Modesty Makes a Comeback
- Tuesday, May 19, 2009
As spring unfolds and as summer draws nearer, families around the nation are turning their thoughts to sunnier days, warmer temperatures and spending more time outdoors. For some values-minded parents however, generally parents of tweens and teens and particularly of girls, a sense of uneasiness is taking hold as they consider the types of clothing they will allow their kids to wear this summer that actually fit their description of modesty. Anticipation of arguments to come can lead these parents to a full-blown sense of anxiety.
But, psssst… let me whisper so that your kids won’t hear… modesty has made a comeback in our culture and this year it’s likely to make a parent’s job at least a bit easier.
The Modesty Dilemma
Finding common ground with kids regarding modesty has never been easy for parents who believe that living a life that honors God includes the realm of fashion. For generations, moms and dads who strive to pass their values along to their children have struggled and argued over modesty in clothing. And, it’s likely that today’s toddlers and their parents will wrestle with the same issues in years to come.
Fashion trends over recent years have made choosing modesty more difficult for parents. Clothing for tween and teen girls grew skimpier with low-cut jeans, and skin-tight, bare-bellied shirts becoming everyday fare. Retailers stocked the shelves with these items and modesty-conscious moms were throwing up their hands in frustration, simply trying to find clothing they deemed acceptable.
Defining specifics of modesty is rather subjective and complicates the process. We each draw our own lines. As the editor of a monthly parent newsletter, I’ve encountered disputes with subscribers about our graphics over the necklines of women’s clothes.
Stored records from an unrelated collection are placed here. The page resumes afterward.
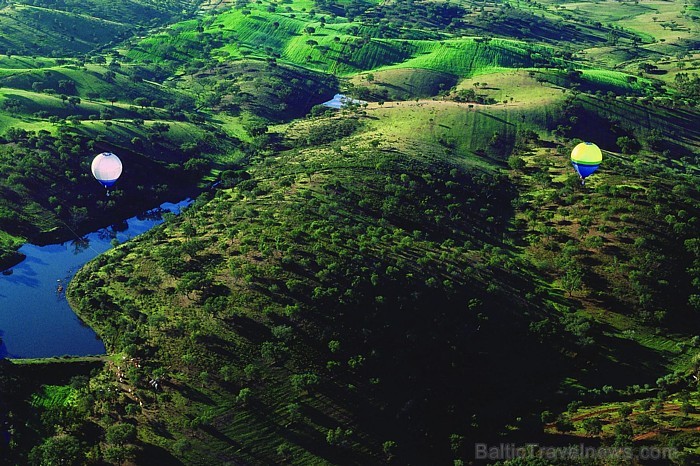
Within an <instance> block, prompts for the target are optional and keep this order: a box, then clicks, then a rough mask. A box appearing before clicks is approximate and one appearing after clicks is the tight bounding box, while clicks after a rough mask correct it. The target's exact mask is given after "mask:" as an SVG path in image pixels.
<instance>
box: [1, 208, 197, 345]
mask: <svg viewBox="0 0 700 466" xmlns="http://www.w3.org/2000/svg"><path fill="white" fill-rule="evenodd" d="M190 203H191V200H189V199H188V200H185V201H182V202H179V203H177V204H172V203H165V204H163V205H161V206H160V208H159V209H155V210H152V211H149V212H146V213H145V214H143V215H139V216H136V217H133V218H130V219H128V220H125V221H123V222H120V223H119V224H116V225H113V226H111V227H109V228H103V229H102V230H98V231H96V232H94V233H90V234H88V235H87V236H85V237H83V238H82V239H81V240H78V239H77V238H76V239H75V240H74V241H69V242H65V243H62V244H52V245H48V246H35V245H32V244H26V245H24V246H22V248H21V249H20V252H22V253H23V254H25V255H26V256H27V258H26V259H25V260H24V261H23V262H21V263H20V264H18V265H16V266H15V267H13V268H12V275H0V338H2V344H1V345H0V357H9V358H39V357H50V356H63V355H71V356H85V355H94V354H104V352H105V347H104V344H103V343H102V341H101V340H100V339H99V338H98V337H97V335H96V334H95V332H94V331H93V330H92V329H91V328H89V327H88V326H86V325H85V324H84V323H83V322H82V321H80V319H78V316H76V315H75V313H74V312H73V310H72V309H71V308H70V306H69V305H68V302H67V301H66V297H65V288H66V286H67V285H68V282H69V281H70V279H71V278H72V277H73V275H74V274H75V272H76V271H77V270H78V269H80V267H81V266H82V265H83V264H85V263H86V262H88V261H89V260H91V259H93V258H94V257H96V256H97V255H99V254H101V253H103V252H105V251H107V250H108V249H110V248H111V247H112V240H113V239H114V238H116V239H117V240H118V241H119V242H120V243H121V242H124V241H126V240H128V239H130V238H133V237H134V236H137V235H139V234H141V233H144V232H146V231H148V230H150V229H151V228H153V227H154V226H155V225H158V224H160V223H162V221H163V219H162V215H161V214H162V213H164V212H167V211H170V212H173V213H175V214H177V213H179V212H180V209H181V208H183V207H185V206H187V205H189V204H190Z"/></svg>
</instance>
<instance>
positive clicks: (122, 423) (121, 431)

So, I have no doubt that some Christians would call my definition of modesty too conservative while others would see it quite the opposite.
While what is accepted in culture and what is considered modest differs significantly much of the time, the plain truth is that there has never been, nor is it likely there will ever be, a uniform standard of Christian understanding that clearly defines modesty when it comes to specific items of clothing.
Some families find it helpful to align themselves with a group that lives by a set standard for modesty which provides a supportive community of likeminded people.
I know a family who regularly attended a church where there was an announcement in the bulletin one Sunday reminding congregants that wearing underwear in church was required. Say what? Okay, I agree that wearing underwear to church would be considered modest behavior. But, I’m slightly curious as how it was concluded that people needed the reminder.
On second thought, I don’t want to know. Still, this church had a clearly defined standard of modest behavior, and most of the congregation took the underwear admonishment in stride.
But, such clearly defined standards for modesty in clothing runs counter to the life experience of most Christians. In fact, many see a lot of gray-area when it comes to determining whether an item of clothing is modest or immodest (although I think we can all agree that wearing underwear to church is the first step in wearing a modest outfit!) For most families, parents must simply set their own standard of modesty, based upon their understanding of Biblical principles and the values they wish to pass along to their children.
When Culture and Values Meet
So, why has the commitment to modesty just gotten a little easier for parents? A shift toward more modest clothing has been underway in pockets of our culture over the past few years. Efforts made by individuals and organizations such as Pure Fashion have been trying to spread the word that modesty in dress doesn’t have to mean plain, dull or frumpy. Some have lobbied fashion designers and clothing retailers to provide more modest options for tweens and teens and have achieved a level of success.